As automakers across the industry downsized toward V-6 and four-cylinder engines throughout the past decade, Toyota steadfastly stuck to large displacement, naturally-aspirated engines in its trucks. Take the 4.6-liter and 5.7-liter powertrains we have now — can you remember a time when they weren’t available in either a Sequoia, Land Cruiser, Tundra, Lexus GX 460 or LX 570? All these models have been using effectively the same engines for the past decade or more, and you’d be forgiven for thinking Toyota will just keep making them forever, because they seem to last forever. And that’s to say nothing of the high-strung 5.0-liter engines Lexus uses in its most powerful models.
Nothing lasts forever, though, and that appears to be the case with the venerable Toyota V-8s.
A new report from The Drive suggests the end is imminent for the engines that have been a mainstay of full-size Toyota trucks and SUVs for the past two decades. Over the next three years, the Japanese automaker will ramp down production of its bigger powertrains, in favor of something smaller and more efficient. Specifically, the general consensus lands on a twin-turbocharged 3.5-liter V-6 as the prime candidate to consign Toyota’s robust, yet aging engines to the history books.
Over the past couple years, we’ve reported several times that the V-8 likely wouldn’t make it another generation in the Land Cruiser, Tundra, Sequoia and LX 570. The Drive’s source says that Toyota’s Huntsville, Alabama engine plant will stop production within the next 12 to 18 months. Beyond that, the Tahara plant in Japan will end its tenure as the last remaining Toyota V-8 assembly line within around 2023. Toyota, for its part, did not comment whether the V-8 will in fact die or the timeline in which it would go out of production.
Winding down production after COVID-19
While Toyota’s plans don’t come as a huge surprise, the ongoing coronavirus pandemic is sure to throw a wrench in the timing. After the shutdown at the Alabama plant, Toyota should have enough parts to build 30,000 more V-8 engines, according to the unnamed source. That will supply the remaining run for the current Tundra and Sequoia, which are both assembled in the U.S. (in Texas and Indiana, respectively). As the final V-8s roll off the assembly line, the plant will convert to building the new turbo V-6 powertrains.
The Tahara plant, where Toyota builds the Land Cruiser, will likely continue to produce V-8 for the company’s lower-volume models. For instance, the Japanese-market Century limousine, which uses a hybrid V-8, and whether the Lexus LC F will actually get a twin-turbo V-8 engine is still a bit of a question mark, despite ongoing rumors. Either way, the Toyota V-8 engine as we know it here in the U.S. looks like it could end sooner than some would have thought.

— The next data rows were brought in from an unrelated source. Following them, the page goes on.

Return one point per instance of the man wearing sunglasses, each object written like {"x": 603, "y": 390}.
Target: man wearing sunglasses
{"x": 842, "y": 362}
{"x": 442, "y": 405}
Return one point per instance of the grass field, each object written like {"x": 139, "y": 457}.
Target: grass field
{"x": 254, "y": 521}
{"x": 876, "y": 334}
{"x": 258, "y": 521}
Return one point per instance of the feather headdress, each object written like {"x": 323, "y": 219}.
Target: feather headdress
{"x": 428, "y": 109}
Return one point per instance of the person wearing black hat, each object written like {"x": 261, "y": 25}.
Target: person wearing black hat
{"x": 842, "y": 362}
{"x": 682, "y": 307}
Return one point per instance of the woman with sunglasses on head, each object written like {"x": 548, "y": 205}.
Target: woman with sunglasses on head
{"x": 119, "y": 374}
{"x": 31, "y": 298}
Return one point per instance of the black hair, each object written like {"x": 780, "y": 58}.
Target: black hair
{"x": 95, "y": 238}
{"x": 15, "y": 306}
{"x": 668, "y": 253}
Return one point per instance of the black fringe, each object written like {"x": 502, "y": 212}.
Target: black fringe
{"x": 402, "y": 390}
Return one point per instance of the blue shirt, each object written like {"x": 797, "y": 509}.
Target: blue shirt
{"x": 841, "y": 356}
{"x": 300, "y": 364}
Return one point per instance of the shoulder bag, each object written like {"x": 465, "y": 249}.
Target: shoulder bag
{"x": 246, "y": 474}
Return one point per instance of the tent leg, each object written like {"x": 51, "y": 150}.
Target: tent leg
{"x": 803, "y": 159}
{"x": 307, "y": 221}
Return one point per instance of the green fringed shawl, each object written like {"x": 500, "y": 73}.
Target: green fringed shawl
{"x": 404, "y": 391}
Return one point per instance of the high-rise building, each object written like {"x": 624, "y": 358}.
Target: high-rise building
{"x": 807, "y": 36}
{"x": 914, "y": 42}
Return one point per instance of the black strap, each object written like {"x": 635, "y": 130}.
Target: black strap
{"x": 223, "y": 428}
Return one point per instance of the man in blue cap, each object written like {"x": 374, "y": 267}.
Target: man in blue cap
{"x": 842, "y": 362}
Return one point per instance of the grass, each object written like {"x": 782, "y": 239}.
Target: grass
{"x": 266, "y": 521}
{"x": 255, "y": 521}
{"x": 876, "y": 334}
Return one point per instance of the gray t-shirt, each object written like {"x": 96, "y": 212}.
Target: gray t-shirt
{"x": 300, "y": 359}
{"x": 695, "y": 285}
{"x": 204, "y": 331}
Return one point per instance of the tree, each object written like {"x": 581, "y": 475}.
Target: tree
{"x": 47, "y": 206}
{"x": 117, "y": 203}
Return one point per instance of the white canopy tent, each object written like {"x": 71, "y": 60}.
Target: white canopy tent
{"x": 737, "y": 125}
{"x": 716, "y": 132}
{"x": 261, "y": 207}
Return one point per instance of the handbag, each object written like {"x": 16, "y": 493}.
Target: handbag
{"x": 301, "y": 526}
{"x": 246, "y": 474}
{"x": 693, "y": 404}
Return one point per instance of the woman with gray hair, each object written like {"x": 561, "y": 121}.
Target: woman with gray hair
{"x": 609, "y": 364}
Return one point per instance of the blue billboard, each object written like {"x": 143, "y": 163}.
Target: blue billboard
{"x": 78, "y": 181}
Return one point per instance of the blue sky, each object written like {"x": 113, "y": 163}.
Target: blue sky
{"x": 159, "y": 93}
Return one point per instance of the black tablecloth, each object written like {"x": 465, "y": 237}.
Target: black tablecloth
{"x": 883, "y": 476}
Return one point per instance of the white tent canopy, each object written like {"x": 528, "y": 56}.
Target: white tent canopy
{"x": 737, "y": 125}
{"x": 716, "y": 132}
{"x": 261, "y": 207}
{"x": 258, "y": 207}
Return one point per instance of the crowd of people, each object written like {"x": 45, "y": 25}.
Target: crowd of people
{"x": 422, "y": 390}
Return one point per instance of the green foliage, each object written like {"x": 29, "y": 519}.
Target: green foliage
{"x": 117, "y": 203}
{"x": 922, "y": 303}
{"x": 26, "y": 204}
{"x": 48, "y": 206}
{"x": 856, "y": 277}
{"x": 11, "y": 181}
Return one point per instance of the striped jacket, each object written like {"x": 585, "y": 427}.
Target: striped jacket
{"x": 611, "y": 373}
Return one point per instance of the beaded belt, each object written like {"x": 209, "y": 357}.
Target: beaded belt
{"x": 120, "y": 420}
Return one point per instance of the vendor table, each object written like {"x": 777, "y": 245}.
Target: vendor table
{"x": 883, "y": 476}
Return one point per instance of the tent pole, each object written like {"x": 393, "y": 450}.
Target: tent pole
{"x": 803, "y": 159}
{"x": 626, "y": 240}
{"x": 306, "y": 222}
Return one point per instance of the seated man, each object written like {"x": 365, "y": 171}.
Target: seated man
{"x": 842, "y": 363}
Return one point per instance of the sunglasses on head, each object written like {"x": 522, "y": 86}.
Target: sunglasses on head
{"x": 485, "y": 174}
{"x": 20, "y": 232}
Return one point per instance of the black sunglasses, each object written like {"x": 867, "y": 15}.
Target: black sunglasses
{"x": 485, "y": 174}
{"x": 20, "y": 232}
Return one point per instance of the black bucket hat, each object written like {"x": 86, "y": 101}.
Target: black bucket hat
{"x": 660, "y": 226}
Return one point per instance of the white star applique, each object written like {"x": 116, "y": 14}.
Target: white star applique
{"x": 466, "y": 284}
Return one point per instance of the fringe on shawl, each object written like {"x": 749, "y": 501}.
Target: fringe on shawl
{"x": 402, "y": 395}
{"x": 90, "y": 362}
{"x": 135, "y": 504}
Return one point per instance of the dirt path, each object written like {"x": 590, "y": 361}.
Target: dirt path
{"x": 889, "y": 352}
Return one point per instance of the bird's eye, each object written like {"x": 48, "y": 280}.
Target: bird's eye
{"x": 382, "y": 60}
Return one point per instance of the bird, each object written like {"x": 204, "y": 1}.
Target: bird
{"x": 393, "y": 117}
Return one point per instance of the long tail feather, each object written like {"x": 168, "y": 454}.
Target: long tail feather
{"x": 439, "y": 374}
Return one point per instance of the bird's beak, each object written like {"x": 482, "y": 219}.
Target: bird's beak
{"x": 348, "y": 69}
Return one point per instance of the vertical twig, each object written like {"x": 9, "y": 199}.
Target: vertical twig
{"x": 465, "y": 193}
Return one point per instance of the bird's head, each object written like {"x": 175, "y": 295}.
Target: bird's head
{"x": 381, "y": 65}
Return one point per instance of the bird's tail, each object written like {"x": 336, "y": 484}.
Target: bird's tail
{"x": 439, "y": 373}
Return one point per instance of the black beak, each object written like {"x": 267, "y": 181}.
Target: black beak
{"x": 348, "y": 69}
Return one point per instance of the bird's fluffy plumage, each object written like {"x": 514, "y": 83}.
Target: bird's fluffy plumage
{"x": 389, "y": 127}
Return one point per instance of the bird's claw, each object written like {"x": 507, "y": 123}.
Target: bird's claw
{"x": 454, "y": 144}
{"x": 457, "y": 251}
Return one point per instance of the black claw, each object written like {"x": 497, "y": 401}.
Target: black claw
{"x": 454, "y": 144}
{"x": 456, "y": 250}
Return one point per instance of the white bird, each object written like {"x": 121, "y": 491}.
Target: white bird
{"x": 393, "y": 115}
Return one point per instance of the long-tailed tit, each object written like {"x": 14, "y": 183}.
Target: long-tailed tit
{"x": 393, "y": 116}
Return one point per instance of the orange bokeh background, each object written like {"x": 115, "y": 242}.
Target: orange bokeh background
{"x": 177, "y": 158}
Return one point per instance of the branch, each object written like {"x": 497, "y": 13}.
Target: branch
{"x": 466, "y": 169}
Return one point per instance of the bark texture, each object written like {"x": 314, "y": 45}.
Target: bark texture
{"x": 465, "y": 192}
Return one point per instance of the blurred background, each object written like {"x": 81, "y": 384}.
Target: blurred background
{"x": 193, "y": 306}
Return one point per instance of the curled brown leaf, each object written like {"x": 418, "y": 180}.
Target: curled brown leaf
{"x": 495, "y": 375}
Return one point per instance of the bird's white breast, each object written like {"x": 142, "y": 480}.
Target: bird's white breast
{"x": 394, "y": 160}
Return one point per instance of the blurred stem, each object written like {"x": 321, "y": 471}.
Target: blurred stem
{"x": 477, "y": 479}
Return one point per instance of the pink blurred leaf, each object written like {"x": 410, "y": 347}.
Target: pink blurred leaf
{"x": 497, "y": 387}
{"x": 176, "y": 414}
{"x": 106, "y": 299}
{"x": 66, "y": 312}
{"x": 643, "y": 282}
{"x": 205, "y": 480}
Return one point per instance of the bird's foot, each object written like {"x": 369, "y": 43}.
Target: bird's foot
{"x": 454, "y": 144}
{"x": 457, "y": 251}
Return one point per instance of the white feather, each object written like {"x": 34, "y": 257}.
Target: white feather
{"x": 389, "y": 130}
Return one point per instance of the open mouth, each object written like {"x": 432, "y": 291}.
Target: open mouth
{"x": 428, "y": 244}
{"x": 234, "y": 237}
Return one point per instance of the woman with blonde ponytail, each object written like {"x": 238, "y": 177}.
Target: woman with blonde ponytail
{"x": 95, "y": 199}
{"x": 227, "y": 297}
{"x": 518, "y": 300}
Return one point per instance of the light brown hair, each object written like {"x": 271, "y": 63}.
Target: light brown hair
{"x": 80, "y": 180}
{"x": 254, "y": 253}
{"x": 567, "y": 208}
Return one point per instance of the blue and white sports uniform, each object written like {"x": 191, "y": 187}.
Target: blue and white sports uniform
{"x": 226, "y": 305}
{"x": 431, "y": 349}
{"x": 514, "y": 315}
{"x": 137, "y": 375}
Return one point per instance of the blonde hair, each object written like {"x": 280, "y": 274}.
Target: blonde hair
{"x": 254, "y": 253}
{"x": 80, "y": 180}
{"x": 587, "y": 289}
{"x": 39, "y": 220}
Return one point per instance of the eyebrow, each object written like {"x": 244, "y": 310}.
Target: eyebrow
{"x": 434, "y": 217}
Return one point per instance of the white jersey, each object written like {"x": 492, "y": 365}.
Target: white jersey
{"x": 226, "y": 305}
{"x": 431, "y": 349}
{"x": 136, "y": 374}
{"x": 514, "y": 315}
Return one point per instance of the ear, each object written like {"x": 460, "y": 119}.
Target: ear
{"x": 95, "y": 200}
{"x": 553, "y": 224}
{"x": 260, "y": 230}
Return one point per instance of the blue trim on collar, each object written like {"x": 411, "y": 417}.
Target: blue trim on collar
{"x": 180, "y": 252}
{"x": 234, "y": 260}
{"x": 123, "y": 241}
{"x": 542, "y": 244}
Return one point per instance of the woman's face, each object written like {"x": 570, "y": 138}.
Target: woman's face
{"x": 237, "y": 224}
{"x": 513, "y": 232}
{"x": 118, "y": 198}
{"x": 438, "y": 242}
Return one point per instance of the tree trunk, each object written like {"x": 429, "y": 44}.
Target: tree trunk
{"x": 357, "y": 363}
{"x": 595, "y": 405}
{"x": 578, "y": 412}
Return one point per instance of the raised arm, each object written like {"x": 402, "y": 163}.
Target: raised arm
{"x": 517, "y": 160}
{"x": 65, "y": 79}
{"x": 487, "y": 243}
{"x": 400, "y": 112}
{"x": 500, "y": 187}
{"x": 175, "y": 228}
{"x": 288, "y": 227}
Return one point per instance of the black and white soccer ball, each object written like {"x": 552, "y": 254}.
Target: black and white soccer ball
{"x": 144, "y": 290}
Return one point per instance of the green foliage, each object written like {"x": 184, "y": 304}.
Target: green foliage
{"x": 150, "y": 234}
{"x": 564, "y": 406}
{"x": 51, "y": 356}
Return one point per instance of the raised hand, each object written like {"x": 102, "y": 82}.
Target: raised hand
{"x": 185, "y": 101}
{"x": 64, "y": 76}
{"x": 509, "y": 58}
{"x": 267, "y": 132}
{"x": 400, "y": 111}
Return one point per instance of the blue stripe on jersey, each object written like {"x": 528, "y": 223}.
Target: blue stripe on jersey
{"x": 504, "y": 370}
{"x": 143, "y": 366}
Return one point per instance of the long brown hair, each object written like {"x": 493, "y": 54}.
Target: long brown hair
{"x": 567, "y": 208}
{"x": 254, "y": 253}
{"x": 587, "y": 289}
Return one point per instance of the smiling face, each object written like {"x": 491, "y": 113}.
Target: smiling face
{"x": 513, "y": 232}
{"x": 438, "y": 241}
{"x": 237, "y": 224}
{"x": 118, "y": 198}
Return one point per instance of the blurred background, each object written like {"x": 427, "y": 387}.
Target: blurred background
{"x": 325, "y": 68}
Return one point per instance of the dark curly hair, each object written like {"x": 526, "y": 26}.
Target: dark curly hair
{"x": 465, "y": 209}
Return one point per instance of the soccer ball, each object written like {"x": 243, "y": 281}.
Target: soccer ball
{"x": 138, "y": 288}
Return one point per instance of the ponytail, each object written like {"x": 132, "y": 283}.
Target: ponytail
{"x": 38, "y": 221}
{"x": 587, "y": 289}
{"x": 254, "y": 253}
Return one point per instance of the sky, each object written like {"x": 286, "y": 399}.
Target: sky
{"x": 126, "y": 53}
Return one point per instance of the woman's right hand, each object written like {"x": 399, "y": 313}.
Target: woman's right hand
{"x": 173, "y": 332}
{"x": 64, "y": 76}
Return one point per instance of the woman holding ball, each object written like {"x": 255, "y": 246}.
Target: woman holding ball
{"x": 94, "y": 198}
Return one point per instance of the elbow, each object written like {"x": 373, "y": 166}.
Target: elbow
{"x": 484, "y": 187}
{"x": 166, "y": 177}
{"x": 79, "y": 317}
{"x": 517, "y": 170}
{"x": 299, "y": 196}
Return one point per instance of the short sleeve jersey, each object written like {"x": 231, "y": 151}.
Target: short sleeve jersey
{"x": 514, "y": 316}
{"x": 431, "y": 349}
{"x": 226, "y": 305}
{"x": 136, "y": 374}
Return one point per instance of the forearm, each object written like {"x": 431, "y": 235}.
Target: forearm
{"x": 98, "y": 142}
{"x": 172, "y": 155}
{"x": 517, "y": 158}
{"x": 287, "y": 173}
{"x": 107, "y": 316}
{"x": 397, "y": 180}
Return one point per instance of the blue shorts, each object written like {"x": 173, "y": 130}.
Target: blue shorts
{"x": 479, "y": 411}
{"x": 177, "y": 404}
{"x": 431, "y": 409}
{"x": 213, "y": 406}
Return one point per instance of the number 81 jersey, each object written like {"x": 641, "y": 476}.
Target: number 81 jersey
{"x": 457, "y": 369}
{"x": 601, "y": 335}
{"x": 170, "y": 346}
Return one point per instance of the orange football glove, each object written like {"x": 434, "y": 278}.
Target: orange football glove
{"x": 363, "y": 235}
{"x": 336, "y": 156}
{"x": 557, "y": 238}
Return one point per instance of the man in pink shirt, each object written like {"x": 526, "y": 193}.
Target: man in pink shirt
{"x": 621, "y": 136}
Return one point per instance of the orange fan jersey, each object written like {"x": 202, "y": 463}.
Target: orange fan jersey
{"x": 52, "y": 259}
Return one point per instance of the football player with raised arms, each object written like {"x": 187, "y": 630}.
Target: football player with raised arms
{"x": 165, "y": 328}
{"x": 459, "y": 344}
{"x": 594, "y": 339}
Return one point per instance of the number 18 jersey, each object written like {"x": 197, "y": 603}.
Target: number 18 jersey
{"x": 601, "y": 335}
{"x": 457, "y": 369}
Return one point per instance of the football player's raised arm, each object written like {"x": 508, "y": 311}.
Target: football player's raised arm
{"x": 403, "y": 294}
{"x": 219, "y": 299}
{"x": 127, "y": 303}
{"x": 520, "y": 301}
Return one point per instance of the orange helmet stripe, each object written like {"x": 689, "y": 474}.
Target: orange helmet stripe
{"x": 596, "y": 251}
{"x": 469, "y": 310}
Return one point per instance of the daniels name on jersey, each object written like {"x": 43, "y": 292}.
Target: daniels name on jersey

Toyota doesn’t typically move at light speed when it comes to using new powertrains, but that’s exactly the reason why its V-8s are so well-respected. On the whole, the engines are (by most accounts) bulletproof. The problem is that they’re also thirsty, and the trucks these V-8s power return some of the worst fuel economy in their respective classes. In the wake of tightening emissions regulations, that can’t go on. So while these are strictly rumors for now, the question remains not if Toyota will drop its V-8 powertrains, but when.